The “onNext” method will pass on a new bit of data like some user input, so the Flux can act on it. The “onComplete” method will be called when the Upstream filter has finished, like at the end of streaming the dataset of a query. Finally the “onError” method can be called in case an error condition occurs upstream.
This setup works very well, and offers a lot of scalability. Especially when dealing with a “slow producer” like for example a user’s keyboard, or a file being loaded, data can be processed fast.
That’s different when we deal with slow consumers, however. Take for example a computationally expensive mapping function, an update in a database or saving a file. In this case, so much data might be streamed into the consumer that it completely “chokes up” on all the data that flows in, and crashes with an OutOfMemoryException.

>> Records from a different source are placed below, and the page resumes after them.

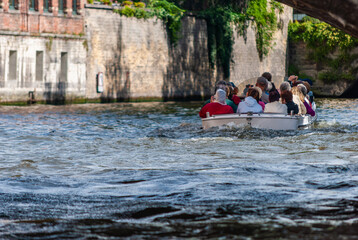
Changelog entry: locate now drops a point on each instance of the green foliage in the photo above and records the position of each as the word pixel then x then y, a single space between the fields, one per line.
pixel 223 16
pixel 220 35
pixel 141 13
pixel 320 37
pixel 323 40
pixel 168 12
pixel 127 3
pixel 139 4
pixel 171 16
pixel 265 22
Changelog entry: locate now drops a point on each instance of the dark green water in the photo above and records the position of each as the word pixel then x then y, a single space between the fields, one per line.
pixel 148 170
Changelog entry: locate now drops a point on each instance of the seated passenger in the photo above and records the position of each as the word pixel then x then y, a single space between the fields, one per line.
pixel 262 104
pixel 309 95
pixel 251 102
pixel 287 97
pixel 218 106
pixel 268 76
pixel 262 83
pixel 306 102
pixel 298 98
pixel 274 106
pixel 222 85
pixel 233 93
pixel 285 86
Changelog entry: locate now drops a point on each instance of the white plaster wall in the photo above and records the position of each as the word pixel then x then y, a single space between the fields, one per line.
pixel 26 47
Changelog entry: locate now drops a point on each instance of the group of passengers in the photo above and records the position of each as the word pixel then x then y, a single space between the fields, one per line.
pixel 293 97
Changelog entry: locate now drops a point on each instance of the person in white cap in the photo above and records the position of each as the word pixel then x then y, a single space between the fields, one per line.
pixel 218 106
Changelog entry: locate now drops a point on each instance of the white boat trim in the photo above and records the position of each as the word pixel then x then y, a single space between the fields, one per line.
pixel 260 120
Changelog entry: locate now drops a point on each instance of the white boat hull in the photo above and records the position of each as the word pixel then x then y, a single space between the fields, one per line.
pixel 261 120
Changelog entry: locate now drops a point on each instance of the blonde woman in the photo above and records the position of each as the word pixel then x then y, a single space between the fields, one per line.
pixel 299 99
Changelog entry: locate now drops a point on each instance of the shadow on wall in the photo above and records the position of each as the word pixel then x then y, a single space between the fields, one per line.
pixel 117 76
pixel 55 93
pixel 188 76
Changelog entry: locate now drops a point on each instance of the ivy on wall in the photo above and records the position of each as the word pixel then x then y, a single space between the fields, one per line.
pixel 168 12
pixel 329 47
pixel 222 16
pixel 225 16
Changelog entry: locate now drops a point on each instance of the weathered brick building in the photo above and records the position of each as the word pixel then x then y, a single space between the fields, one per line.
pixel 41 49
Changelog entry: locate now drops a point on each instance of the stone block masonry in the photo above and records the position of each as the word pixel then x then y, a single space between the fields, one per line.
pixel 57 51
pixel 138 61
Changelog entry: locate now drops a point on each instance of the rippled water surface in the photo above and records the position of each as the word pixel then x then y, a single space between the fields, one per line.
pixel 148 170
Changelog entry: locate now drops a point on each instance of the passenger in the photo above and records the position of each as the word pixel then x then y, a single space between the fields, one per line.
pixel 287 97
pixel 268 76
pixel 309 92
pixel 274 106
pixel 262 83
pixel 285 86
pixel 306 102
pixel 234 92
pixel 218 106
pixel 222 85
pixel 262 104
pixel 247 88
pixel 298 98
pixel 292 80
pixel 251 102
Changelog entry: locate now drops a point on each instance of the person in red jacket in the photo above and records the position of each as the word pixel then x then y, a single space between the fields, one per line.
pixel 217 107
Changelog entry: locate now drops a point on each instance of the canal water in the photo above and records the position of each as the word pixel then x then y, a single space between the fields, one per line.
pixel 148 170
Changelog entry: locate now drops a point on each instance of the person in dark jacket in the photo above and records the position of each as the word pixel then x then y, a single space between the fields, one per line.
pixel 287 97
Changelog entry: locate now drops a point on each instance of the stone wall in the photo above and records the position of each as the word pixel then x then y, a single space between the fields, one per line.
pixel 138 61
pixel 51 67
pixel 307 67
pixel 38 20
pixel 135 56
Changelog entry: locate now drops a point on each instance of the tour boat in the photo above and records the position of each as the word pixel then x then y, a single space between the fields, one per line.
pixel 272 121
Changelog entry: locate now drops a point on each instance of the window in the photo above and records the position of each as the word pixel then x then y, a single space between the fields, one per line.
pixel 60 6
pixel 63 75
pixel 74 7
pixel 12 65
pixel 46 5
pixel 39 65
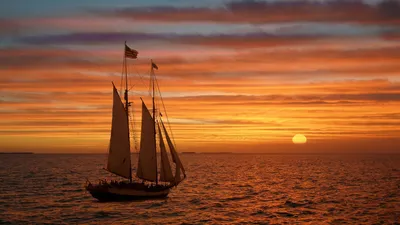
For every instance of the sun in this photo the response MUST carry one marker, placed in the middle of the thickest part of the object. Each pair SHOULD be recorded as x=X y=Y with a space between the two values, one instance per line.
x=299 y=139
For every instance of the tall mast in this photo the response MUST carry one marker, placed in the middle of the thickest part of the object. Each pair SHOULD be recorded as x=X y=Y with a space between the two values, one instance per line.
x=127 y=103
x=154 y=114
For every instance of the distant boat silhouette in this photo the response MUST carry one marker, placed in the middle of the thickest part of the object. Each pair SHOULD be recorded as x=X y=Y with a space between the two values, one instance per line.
x=157 y=185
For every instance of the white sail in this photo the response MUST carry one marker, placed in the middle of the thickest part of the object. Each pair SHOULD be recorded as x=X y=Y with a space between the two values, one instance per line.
x=165 y=172
x=147 y=165
x=175 y=158
x=119 y=157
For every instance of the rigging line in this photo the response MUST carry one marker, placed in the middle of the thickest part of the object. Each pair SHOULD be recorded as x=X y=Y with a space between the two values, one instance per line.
x=122 y=74
x=162 y=101
x=141 y=78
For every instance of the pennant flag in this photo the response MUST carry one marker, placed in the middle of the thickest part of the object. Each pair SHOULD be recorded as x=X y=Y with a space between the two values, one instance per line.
x=154 y=65
x=130 y=53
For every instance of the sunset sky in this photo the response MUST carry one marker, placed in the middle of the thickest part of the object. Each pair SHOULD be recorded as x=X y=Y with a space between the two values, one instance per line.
x=235 y=75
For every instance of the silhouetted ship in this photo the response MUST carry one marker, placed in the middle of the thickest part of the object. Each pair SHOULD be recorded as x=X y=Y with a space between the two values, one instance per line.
x=147 y=183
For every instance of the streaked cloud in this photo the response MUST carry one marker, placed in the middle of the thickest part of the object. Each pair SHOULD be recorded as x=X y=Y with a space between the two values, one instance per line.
x=250 y=11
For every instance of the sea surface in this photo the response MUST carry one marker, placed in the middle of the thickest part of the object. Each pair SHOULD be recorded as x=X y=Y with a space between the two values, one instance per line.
x=219 y=189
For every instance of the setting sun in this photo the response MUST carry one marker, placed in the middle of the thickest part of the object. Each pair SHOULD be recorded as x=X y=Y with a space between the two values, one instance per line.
x=299 y=139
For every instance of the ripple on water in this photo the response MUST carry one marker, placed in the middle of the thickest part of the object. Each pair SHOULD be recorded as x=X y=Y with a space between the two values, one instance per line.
x=39 y=189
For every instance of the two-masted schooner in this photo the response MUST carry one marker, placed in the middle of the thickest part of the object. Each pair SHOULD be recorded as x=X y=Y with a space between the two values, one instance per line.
x=152 y=180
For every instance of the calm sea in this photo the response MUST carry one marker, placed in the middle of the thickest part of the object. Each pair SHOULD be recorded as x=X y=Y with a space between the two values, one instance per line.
x=220 y=189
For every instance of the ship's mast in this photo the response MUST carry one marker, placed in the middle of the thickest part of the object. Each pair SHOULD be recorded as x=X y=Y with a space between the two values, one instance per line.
x=154 y=113
x=127 y=104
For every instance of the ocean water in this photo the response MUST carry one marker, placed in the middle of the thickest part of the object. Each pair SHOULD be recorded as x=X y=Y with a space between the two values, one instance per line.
x=220 y=189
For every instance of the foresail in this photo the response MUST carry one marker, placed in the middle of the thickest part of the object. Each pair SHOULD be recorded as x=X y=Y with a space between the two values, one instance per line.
x=165 y=172
x=147 y=165
x=119 y=158
x=175 y=158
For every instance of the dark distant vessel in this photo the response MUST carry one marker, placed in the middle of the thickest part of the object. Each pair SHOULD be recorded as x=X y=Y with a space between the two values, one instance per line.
x=147 y=183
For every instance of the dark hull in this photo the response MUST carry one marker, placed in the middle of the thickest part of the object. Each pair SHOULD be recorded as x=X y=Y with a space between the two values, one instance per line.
x=106 y=192
x=109 y=197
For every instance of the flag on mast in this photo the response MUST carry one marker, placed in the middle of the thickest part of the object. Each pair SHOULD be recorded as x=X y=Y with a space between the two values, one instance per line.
x=130 y=53
x=154 y=65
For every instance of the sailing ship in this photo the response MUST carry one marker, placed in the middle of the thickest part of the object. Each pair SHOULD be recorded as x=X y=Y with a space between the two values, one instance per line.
x=148 y=182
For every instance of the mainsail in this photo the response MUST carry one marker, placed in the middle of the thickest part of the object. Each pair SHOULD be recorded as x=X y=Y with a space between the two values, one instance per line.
x=165 y=173
x=119 y=156
x=175 y=158
x=147 y=165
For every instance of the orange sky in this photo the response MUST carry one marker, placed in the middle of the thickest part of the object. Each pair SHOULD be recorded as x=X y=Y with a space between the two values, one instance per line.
x=230 y=83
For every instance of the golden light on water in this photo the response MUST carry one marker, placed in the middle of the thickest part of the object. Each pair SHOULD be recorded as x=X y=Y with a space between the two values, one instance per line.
x=299 y=139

This is prevented by Project Reactor through the use of backpressure. When a Consumer subscribes itself on a Producer, it will get a Subscription. This will enable a feedback mechanism from the Consumer of the datastream to its Producer. Through it, the Consumer can signal how many data events he’s able to handle.
When the Consumer signals it can handle 5 data events, the Producer will at a maximum call the Consumer 5 times with an onNext method. After consuming these 5 events, the Consumer will ask the Producer for extra events, until an onComplete or onError call occurs instead.
Because of this feedback method, a Consumer will never be overloaded by messages from a Producer, but can instead work through them at his own pace. When the Consumer goes through the events it gets passed quickly, it will start asking them at a faster pace, until an equilibrium is reached.
When a Producer is a Consumer as well like in the case of most Fluxes, it will of course also have backpressure built in. This means that the concept of backpressure runs through the entire Reactive Pipeline, making the Reactive Stream slow down to the speed of the Consumer.
There are many extra ways to configure how your Reactive Streams handle backpressure from downstream Subscribers. A buffer size can be supplied, with different strategies that should be triggered in case an overflow would happen, like ERROR, DROP_LATEST, and DROP_OLDEST.
We can conclude that the concept of backpressure is essential to Project Reactor. By enabling a feedback mechanism in the messaging within the Reactive Pipeline components, it offers much extra stability and flexibility within our Reactive applications.